Programming (35 points): For this assignment, we concentrate on supervised approaches, using k-nearest neighbor and support vector machines classifiers for the leukemia discrimination problem.
If you use spider, you will be able to train both kNN and SVM classifiers by creating and training the appropriate objects -- see online and internal documentation for spider. Once you get the hang of the object-oriented framework, spider will be the fastest way to complete the assignment. Otherwise, you'll need to implement (or find an implementation of) kNN, and use one of the SVM software implementations suggested above. Some notes about the GIST software. This SVM implementation uses a modification of the SVM optimization problem that only considers zero bias (b=0) linear classifiers. This allows for a simple algorithm to solve for the optimal classifier, but because of the 0 bias, it is slightly different than the regular SVM solution.
One possibility is to use the Fisher criterion score as our feature filtering statistic -- there are many other choices. The Fisher score for the j^{th} feature (coordinate) is given by
|mu^{+}_{j} - mu^{-}_{j}|^{2} / (sigma^{+}_{j}^{2} + sigma^{-}_{j}^{2})

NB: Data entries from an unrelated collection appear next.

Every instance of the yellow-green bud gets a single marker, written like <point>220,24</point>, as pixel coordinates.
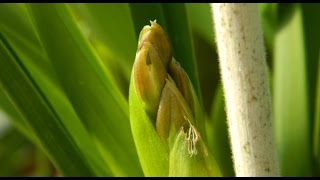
<point>171,114</point>
<point>149,77</point>
<point>182,81</point>
<point>156,36</point>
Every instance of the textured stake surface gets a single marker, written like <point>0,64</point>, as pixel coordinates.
<point>244,74</point>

You can use a feature selection object in spider, the fselect program included with the GIST package, or your own script in perl or matlab (or other language) to calculate the Fisher criterion score (or other chosen score) for all the genes across the training set, and produce a ranked list of genes, ordered by decreasing score. This list will be used for feature selection in your classification experiments.

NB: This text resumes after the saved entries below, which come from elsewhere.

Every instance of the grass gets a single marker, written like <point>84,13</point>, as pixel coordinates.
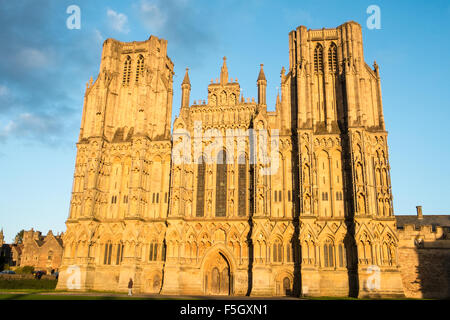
<point>34,296</point>
<point>34,284</point>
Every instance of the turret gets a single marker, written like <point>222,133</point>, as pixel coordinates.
<point>224,72</point>
<point>262,85</point>
<point>185,90</point>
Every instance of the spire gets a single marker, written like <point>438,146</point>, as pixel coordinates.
<point>186,78</point>
<point>185,90</point>
<point>262,84</point>
<point>261,76</point>
<point>224,72</point>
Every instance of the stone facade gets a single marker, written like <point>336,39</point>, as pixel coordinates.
<point>297,201</point>
<point>41,252</point>
<point>424,255</point>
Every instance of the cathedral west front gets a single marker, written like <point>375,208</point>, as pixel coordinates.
<point>235,199</point>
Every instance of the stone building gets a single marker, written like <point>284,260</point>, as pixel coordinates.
<point>238,199</point>
<point>424,254</point>
<point>41,252</point>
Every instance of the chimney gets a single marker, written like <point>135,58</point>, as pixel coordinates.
<point>419,212</point>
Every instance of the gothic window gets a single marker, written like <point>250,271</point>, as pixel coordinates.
<point>341,256</point>
<point>328,254</point>
<point>332,57</point>
<point>242,183</point>
<point>221,184</point>
<point>107,255</point>
<point>153,252</point>
<point>200,187</point>
<point>126,71</point>
<point>119,253</point>
<point>277,252</point>
<point>318,58</point>
<point>139,67</point>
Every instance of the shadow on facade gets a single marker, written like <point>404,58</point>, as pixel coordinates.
<point>349,209</point>
<point>433,270</point>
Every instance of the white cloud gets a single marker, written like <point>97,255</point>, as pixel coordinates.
<point>28,125</point>
<point>154,19</point>
<point>33,58</point>
<point>3,91</point>
<point>118,21</point>
<point>98,36</point>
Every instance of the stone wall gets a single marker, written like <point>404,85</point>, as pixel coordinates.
<point>424,260</point>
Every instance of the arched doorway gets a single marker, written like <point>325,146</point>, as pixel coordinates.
<point>217,275</point>
<point>287,286</point>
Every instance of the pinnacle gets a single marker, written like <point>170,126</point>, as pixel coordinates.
<point>186,78</point>
<point>261,76</point>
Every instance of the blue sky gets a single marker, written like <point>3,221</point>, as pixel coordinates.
<point>44,67</point>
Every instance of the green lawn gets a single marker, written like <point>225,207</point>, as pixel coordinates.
<point>34,296</point>
<point>20,284</point>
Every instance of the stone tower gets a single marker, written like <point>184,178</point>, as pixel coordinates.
<point>286,202</point>
<point>345,199</point>
<point>121,177</point>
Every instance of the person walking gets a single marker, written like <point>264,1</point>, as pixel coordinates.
<point>130,287</point>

Train soft-margin linear SVM classifiers using the following sets of features:
Depending on the SVM software that you choose, you may be using a 2-norm or 1-norm soft-margin classifier -- state clearly what version of the optimization problem you are using, what value of the parameter C you chose (or equivalently, state what command-line options you used for training), and how you tuned this parameter. (Note: one principled way to choose parameters is to use cross-validation on the training set; if you try multiple parameter values and choose the one that performs best on the test set, you may actually be overfitting to the test set!) Typically, people apply a mean 0 and unit variance transform to the data, or normalize so that the vectors are unit length -- state what pre-processing choices you make.

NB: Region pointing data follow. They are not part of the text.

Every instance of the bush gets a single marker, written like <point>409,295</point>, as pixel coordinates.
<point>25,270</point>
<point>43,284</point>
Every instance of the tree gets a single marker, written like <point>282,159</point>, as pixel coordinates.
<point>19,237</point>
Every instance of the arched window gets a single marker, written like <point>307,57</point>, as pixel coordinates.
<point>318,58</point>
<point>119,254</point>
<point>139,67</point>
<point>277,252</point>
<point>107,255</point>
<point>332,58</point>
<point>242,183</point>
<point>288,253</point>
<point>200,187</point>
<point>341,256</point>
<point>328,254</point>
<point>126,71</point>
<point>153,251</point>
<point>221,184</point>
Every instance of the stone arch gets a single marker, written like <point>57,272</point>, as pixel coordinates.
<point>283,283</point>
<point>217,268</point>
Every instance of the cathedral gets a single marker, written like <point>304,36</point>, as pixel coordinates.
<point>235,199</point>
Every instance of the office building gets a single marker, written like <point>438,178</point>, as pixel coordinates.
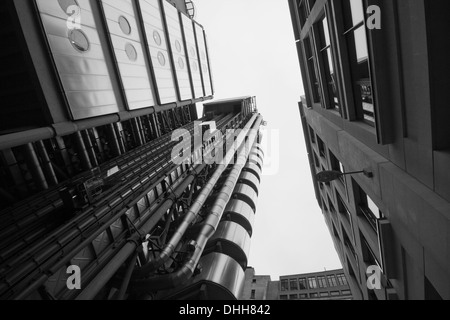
<point>100,197</point>
<point>375,77</point>
<point>325,285</point>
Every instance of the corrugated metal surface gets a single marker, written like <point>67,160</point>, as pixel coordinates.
<point>223,271</point>
<point>128,49</point>
<point>240,212</point>
<point>204,62</point>
<point>155,31</point>
<point>79,59</point>
<point>235,241</point>
<point>178,51</point>
<point>193,57</point>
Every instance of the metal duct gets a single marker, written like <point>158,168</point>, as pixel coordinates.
<point>240,212</point>
<point>246,193</point>
<point>234,241</point>
<point>252,167</point>
<point>222,278</point>
<point>209,227</point>
<point>250,179</point>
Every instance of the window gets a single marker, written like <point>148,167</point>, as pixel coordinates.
<point>302,284</point>
<point>331,205</point>
<point>332,281</point>
<point>346,292</point>
<point>368,255</point>
<point>342,280</point>
<point>336,165</point>
<point>369,209</point>
<point>312,135</point>
<point>284,285</point>
<point>321,147</point>
<point>312,70</point>
<point>316,160</point>
<point>355,34</point>
<point>328,64</point>
<point>312,283</point>
<point>293,284</point>
<point>348,243</point>
<point>322,282</point>
<point>343,207</point>
<point>302,13</point>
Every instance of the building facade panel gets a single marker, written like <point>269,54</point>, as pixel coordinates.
<point>369,105</point>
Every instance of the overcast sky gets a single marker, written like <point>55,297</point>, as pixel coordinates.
<point>253,52</point>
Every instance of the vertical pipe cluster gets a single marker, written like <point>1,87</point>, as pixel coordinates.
<point>227,252</point>
<point>219,270</point>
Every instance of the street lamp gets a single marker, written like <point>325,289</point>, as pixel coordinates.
<point>329,176</point>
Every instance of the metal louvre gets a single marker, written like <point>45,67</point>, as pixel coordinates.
<point>204,62</point>
<point>191,48</point>
<point>128,50</point>
<point>158,46</point>
<point>178,51</point>
<point>79,60</point>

Also try kNN classifiers with k=1, 3, 5, 7, to give a baseline performance measure. Explain what distance measure you are using (Euclidean distance or correlation coefficient are standard choices).
For each kNN/SVM experiment, report the predicted labels and calculate the "confusion matrix" on the test set for the 2-class ALL versus AML problem (choose one class to be "Positive" and one class to be "Negative"):
Actual \ Predicted |
Negative |
Positive |
Negative |
a |
b |
Positive |
c |
d |
For SVM classifiers, a better way to view results is to plot an ROC (receiver operating characteristic) curve: plot the rate of true positives as a function of the rate of false positives, as you vary the threshold for the classifier (recall we predict x is positive if f(x) > c, where c is our threshold). That is, plot the number of TP as a function of the number of FP, and scale both axes so that they vary between 0 and 1. The area under this curve is called the ROC score. Compute the ROC score for your classifier on the test set (compute the area by summing the area of rectangles). Note that the ROC curve and ROC score is completely determined by the ranking of test examples by the classifier f(x) and by the true labels on the test examples. (For kNN, you can still vary the classification threshold, but the most natural threshold corresponds to a vote of the neighbors.) Report the ROC scores for your SVM classifiers.